Purpose Mhealth apps generate vast amounts of user data. Increasingly, researchers are discovering the opportunities of these data to assess the engagement levels of their applications. To date however, the analysis of these data is often limited to descriptive analysis. Using the right data mining techniques, application log data can offer significantly deeper insights. The purpose of this study was to map the user paths in an mHealth application and improve the engagement with the app. Methods This study used the log data of the 'Start2Cycle' application, developed by the Flemish public broadcaster (VRT), Ghent University and Vrije Universiteit Brussel. The goal of this application was to motivate users to start and continue cycling. A gamification approach was used, challenging the users (N=22) to cycle as much as possible in a 4 week period.
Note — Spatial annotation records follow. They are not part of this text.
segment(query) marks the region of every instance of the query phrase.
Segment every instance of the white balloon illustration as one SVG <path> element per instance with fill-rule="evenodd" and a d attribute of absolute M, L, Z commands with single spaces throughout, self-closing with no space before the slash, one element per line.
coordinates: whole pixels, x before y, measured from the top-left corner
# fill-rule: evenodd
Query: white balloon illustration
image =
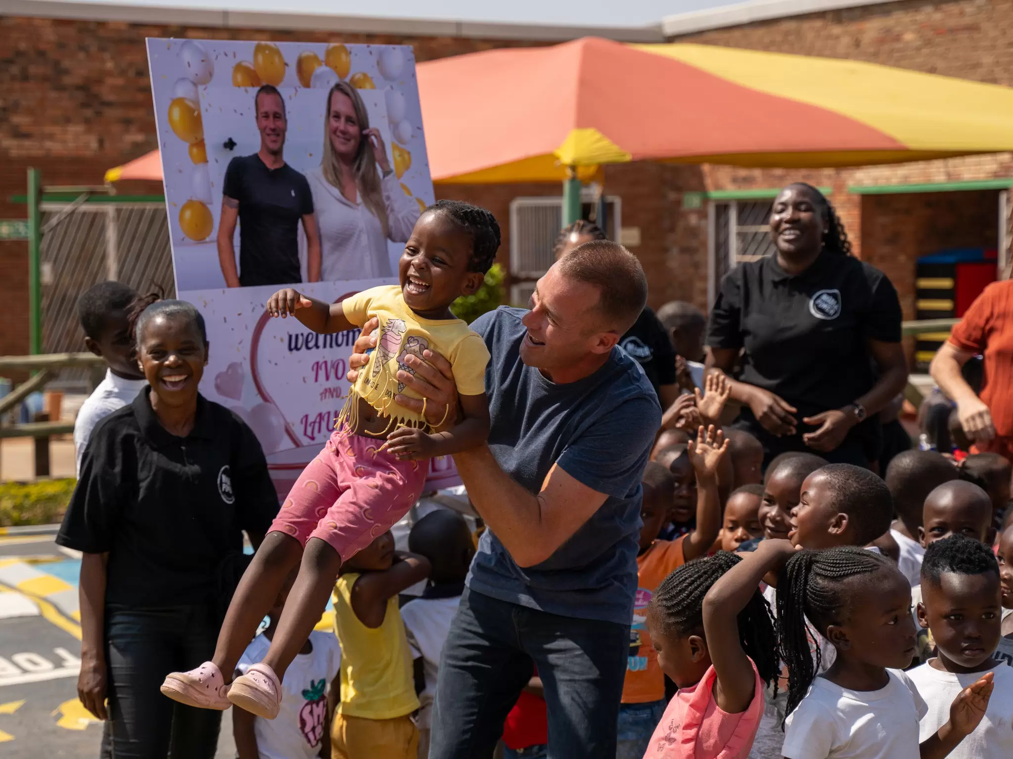
<path fill-rule="evenodd" d="M 186 78 L 193 84 L 208 84 L 215 75 L 215 62 L 201 43 L 187 39 L 179 46 L 179 60 Z"/>
<path fill-rule="evenodd" d="M 404 95 L 393 87 L 384 92 L 384 100 L 387 102 L 387 119 L 391 123 L 400 123 L 404 120 L 405 111 L 408 109 L 404 102 Z"/>
<path fill-rule="evenodd" d="M 401 75 L 401 69 L 403 68 L 404 54 L 399 48 L 388 48 L 380 54 L 377 69 L 379 69 L 380 76 L 384 79 L 388 81 L 397 79 Z"/>
<path fill-rule="evenodd" d="M 338 83 L 337 74 L 329 66 L 317 66 L 310 76 L 310 87 L 315 90 L 329 90 Z"/>
<path fill-rule="evenodd" d="M 411 140 L 411 122 L 407 118 L 398 121 L 397 125 L 394 126 L 394 139 L 401 145 Z"/>
<path fill-rule="evenodd" d="M 187 100 L 192 100 L 196 103 L 201 102 L 197 92 L 197 85 L 189 79 L 176 80 L 176 83 L 172 85 L 172 97 L 185 97 Z"/>
<path fill-rule="evenodd" d="M 203 203 L 210 203 L 211 175 L 208 173 L 208 164 L 194 164 L 193 173 L 190 175 L 190 196 L 194 200 L 200 200 Z"/>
The participants were randomly divided into two teams. The team who rode the most kilometers at the end of the trial, won the challenge. A transition matrix between the 9 pages of the app was composed. From this matrix, a Markov chain can be constructed, enabling an intuitive user behavior analysis tool. Results Figure 1 demonstrates the results. The app pages are represented by the nodes and node size is determined by the amount of visits on the page. The connections between the nodes represent the probability of a user going from one page to another. The 'coach' page was the starting point for many routes in the app. In figure 1, only paths with a probability higher than 0.21 are displayed. Exiting the app mostly happened tracking a route or visiting one of the gamification pages. Conclusions Using Markov chains to assess in-app navigation presents an innovative method to evaluate mHealth interventions. The insights can be used to improve navigation of the app, flow between behavior change techniques and elements in the app. For example, by seeing from which pages users log out, it can be assessed which part of an intervention receives too little attention from the participants. This method can also be applied to evaluate the usability of the app.